À Kinshasa, le thermomètre politique grimpe d’un cran. Dans les travées du Sénat, une séquence à haute intensité s’ouvre ce mercredi 18 mars 2026. Au centre des regards : Modeste Bahati Lukwebo, deuxième vice-président de la Chambre haute, dont l’avenir institutionnel et politique se joue désormais à livre ouvert. Mais au-delà du cas Bahati, c’est toute la mécanique du pouvoir au sein de l’Union sacrée qui se retrouve mise à l’épreuve, avec en ligne de mire un arbitre incontournable : Félix Tshisekedi.
Une plénière sous tension, prélude à une possible chute
La mise en place d’une commission spéciale chargée d’examiner la pétition visant Bahati constitue bien plus qu’une simple formalité parlementaire. Elle est le point de bascule d’un processus pouvant déboucher sur une motion de défiance, voire une déchéance pure et simple. Portée par le sénateur Dany Kabongo, la pétition revendique plus de 80 signatures, un seuil politiquement significatif. Officiellement, les griefs portent sur une supposée incompétence dans l’exercice des fonctions. Mais dans les coulisses, peu sont dupes : la bataille est éminemment politique.

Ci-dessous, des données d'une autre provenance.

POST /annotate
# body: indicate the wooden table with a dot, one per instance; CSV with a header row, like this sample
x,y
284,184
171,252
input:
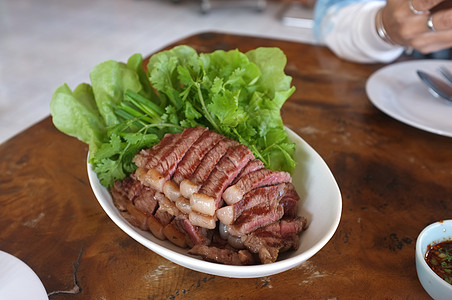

Constitution, ligne rouge et fracture interne
L’affaire trouve en réalité son origine dans un débat explosif : la révision constitutionnelle. En exprimant publiquement des réserves sur cette question sensible, Bahati a, volontairement ou non, franchi une ligne rouge au sein de la majorité présidentielle. Dans un système où la discipline de coalition prime, sa sortie médiatique a été perçue comme une dissonance. Pire, comme une forme d’émancipation vis-à-vis de la ligne incarnée par le chef de l’État.
Le reproche formulé par Kabongo celui d’un manque de respect envers Félix Tshisekedi en dit long sur la nature réelle du contentieux : il ne s’agit pas seulement de compétence, mais de loyauté politique. Certes, Bahati a tenté de désamorcer la crise. Ses excuses publiques, ainsi que sa mise au point sur une prétendue mauvaise interprétation de ses propos, traduisent une volonté d’apaisement. Mais dans un climat aussi chargé, le mal semble déjà fait.
Une procédure accélérée aux relents politiques
La rapidité avec laquelle le Sénat s’est saisi du dossier interroge. Pour certains observateurs, cette précipitation tranche avec les lenteurs habituelles des procédures parlementaires en RDC. Elle alimente les soupçons d’un agenda caché. Derrière l’argument de l’efficacité institutionnelle avancé par les pétitionnaires, beaucoup voient une manœuvre politique visant à neutraliser une voix discordante au sein de l’Union sacrée. Une manière, aussi, de resserrer les rangs autour d’un projet controversé : la révision de la Constitution.
Tshisekedi, juge de paix d’une majorité sous pression
Dans cette équation complexe, un acteur concentre toutes les attentions : Félix Tshisekedi. En tant qu’autorité morale et politique de l’Union sacrée, son positionnement sera déterminant. Va-t-il laisser la machine parlementaire suivre son cours jusqu’à l’éviction de Bahati ? Ou choisira-t-il d’intervenir pour préserver l’équilibre interne de sa coalition ?
Le dilemme est stratégique. Laisser tomber Bahati pourrait renforcer la discipline au sein de la majorité, mais au risque d’alimenter les frustrations et de fragiliser certaines alliances. À l’inverse, le soutenir reviendrait à tolérer une forme de dissidence, au moment même où le pouvoir cherche à consolider ses bases autour de réformes sensibles.
Au-delà de Bahati, un test pour le système Tshisekedi
L’enjeu dépasse largement la personne de Bahati. Cette séquence agit comme un révélateur des tensions internes qui traversent l’Union sacrée. Elle pose, en creux, la question du mode de gouvernance : centralisation des décisions autour du chef de l’État ou ouverture d’espaces de débat au sein de la majorité ?
Ce mercredi, au Sénat, une question flotte dans l’air, lourde de conséquences : le président va-t-il lâcher Bahati ? La réponse, quelle qu’elle soit, dessinera les contours du rapport de force au sommet de l’État congolais. Et pourrait bien marquer un tournant dans la gestion politique du second mandat de Félix Tshisekedi.